In practice, have a look at this Python code where I try to define an implicit function and pass it to curve_fit to obtain the best fit for a parameter:
import numpy as np
import scipy.optimize as opt
import scipy.special as spc
# Estimate of initial parameter (not really important for this example)
fact, _, _, _ = spc.airy(-1.0188)
par0 = -np.log(2.0*fact*(18**(1.0/3.0))*np.pi*1e-6)
# Definition of an implicit parametric function f(c,t;b)=0
def func_impl(c, t, p) :
return ( c - ((t**3)/9.0) / ( np.log(t*(c**(1.0/3.0))) + p ) )
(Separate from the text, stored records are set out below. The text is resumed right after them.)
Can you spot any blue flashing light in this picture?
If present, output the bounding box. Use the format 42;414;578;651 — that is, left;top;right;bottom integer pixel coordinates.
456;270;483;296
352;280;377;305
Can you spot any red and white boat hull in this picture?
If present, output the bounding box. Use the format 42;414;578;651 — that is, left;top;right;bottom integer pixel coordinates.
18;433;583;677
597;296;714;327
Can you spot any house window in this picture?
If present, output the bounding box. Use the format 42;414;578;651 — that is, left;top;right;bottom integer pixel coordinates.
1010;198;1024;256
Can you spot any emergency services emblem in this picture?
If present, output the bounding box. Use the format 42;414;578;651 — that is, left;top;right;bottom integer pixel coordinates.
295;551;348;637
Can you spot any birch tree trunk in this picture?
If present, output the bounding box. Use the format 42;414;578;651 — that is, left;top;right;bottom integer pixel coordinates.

# definition of the function I believe should be passed to curve_fit
def func_egg(t, p) :
x_st, _ = opt.bisect( lambda x : func_impl(x, t, p), a=0.01, b=0.3 )
return x_st
# Some data points
t_data = np.deg2rad(np.array([95.0, 69.1, 38.8, 14.7]))
c_data = np.array([0.25, 0.10, 0.05, 0.01])
# Call to curve_fit
popt, pcov = opt.curve_fit(func_egg, t_data, c_data, p0=par0)
b = popt[0]
Now, I am aware of all the things that may go wrong when trying to automatically find roots (although bisection should be stable, provided there's a root between a and b); however, the error I get seems to concern the dimensionality of the output of func_impl:
Traceback (most recent call last):
File "example_fit.py", line 23, in <module>
popt, pcov = opt.curve_fit(func_egg, t_data, c_data, p0=par0)
File "/usr/local/lib/python3.7/site-packages/scipy/optimize/minpack.py", line 752, in curve_fit
res = leastsq(func, p0, Dfun=jac, full_output=1, **kwargs)
File "/usr/local/lib/python3.7/site-packages/scipy/optimize/minpack.py", line 383, in leastsq
shape, dtype = _check_func('leastsq', 'func', func, x0, args, n)
File "/usr/local/lib/python3.7/site-packages/scipy/optimize/minpack.py", line 26, in _check_func
res = atleast_1d(thefunc(*((x0[:numinputs],) + args)))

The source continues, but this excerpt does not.